For the time being, ACER has to submit a proposal this month with the intention that it can start to be used next March.
Also, this new index coincides with the debate on the imposition of a cap on gas. At the moment, the proposal put forward by the Commission is to set a cap at 275 euros/MWh. This is a level that has not been reached since August last year, when it was close to 350 euros/MWh.
Furthermore, this is a measure that would only be activated if two conditions are met: that the price of gas futures in the TTF at one month exceeds 275 euros for two weeks and that this increase shows a divergence of more than 58 euros with respect to international LNG reference prices in ten consecutive days.
The Minister for Ecological Transition, Teresa Ribera, warned last Wednesday of a possible rejection of the EU countries to the proposals of the Community Executive. "There are member states that are going to say: Either a serious proposal is made or we stop supporting the Commission's proposals on other issues that may be important to it," said Ribera, who even called the approach presented by the European Commission a "joke".
The crisis is expected to accentuate the changes already taking place on the energy scene. If anything, the invasion of Ukraine has highlighted the importance of energy independence and the need to strengthen strategic autonomy.
Group of wise men
ACER, the European regulatory body, is preparing a tool to assess LNG prices by collecting real-time information on all daily transactions. To achieve this, the body - as the European Commission has done - wants to have its own committee of wise men.
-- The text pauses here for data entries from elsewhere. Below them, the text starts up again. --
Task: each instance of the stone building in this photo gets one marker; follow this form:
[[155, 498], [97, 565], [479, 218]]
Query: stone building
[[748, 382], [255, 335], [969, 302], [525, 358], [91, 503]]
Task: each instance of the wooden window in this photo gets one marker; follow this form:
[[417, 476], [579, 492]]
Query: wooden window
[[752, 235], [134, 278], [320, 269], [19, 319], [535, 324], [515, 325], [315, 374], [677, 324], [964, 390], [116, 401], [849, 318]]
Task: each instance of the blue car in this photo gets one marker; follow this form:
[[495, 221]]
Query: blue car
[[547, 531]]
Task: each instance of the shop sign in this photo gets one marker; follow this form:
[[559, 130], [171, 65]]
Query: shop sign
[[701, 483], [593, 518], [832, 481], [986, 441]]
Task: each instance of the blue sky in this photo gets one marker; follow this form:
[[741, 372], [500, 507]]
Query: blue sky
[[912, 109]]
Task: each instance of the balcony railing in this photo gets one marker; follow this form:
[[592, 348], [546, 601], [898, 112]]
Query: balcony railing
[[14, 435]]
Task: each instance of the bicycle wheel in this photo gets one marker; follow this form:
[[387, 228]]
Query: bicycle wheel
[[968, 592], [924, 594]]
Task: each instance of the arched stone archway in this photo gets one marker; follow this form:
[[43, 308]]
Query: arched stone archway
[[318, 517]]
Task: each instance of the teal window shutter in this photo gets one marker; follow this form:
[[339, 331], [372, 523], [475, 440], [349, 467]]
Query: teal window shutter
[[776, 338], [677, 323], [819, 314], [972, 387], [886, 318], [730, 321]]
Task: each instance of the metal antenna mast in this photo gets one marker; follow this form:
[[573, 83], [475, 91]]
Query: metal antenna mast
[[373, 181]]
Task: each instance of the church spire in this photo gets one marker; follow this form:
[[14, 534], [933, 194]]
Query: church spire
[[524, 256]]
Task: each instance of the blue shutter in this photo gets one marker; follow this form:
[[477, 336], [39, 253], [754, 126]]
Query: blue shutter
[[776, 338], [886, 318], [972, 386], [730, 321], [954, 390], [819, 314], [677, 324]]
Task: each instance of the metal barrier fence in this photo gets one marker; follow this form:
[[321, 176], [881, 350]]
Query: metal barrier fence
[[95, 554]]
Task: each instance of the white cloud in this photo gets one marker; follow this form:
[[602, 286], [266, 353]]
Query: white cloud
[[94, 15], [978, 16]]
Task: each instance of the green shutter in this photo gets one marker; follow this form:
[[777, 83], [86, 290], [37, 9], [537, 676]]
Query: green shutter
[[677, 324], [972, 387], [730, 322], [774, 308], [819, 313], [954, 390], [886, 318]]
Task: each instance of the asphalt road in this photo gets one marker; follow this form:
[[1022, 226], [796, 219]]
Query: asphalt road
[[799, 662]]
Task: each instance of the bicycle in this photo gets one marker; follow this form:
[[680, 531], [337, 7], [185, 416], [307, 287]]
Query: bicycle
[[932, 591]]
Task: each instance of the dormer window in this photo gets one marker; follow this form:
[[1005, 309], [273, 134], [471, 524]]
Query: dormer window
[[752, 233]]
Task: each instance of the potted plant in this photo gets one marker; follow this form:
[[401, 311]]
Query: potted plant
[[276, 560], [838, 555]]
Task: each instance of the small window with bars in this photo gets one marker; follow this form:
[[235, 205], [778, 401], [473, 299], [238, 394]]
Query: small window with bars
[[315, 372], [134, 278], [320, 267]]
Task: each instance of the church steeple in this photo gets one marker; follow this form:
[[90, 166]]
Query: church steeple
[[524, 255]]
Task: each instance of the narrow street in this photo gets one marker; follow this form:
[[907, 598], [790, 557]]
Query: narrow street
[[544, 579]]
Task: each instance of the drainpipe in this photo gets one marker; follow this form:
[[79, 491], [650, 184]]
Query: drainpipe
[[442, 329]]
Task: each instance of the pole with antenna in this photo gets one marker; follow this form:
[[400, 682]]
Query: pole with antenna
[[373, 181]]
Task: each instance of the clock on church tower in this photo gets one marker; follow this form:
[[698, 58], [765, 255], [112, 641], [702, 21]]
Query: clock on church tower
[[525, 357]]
This new LNG Price Assessment/Benchmarking Expert Group will build on the experience of the previous groups organized by ACER, providing views and opinions on the development of policies and regulatory measures related to this issue. The work of the expert group will commence after publication of the regulation in the Official Journal of the European Union. The European Commission asked ACER to submit to the next European Council on December 12 a proposal on the index to replace the TTF prices. The intention is that this new index can start operating next March.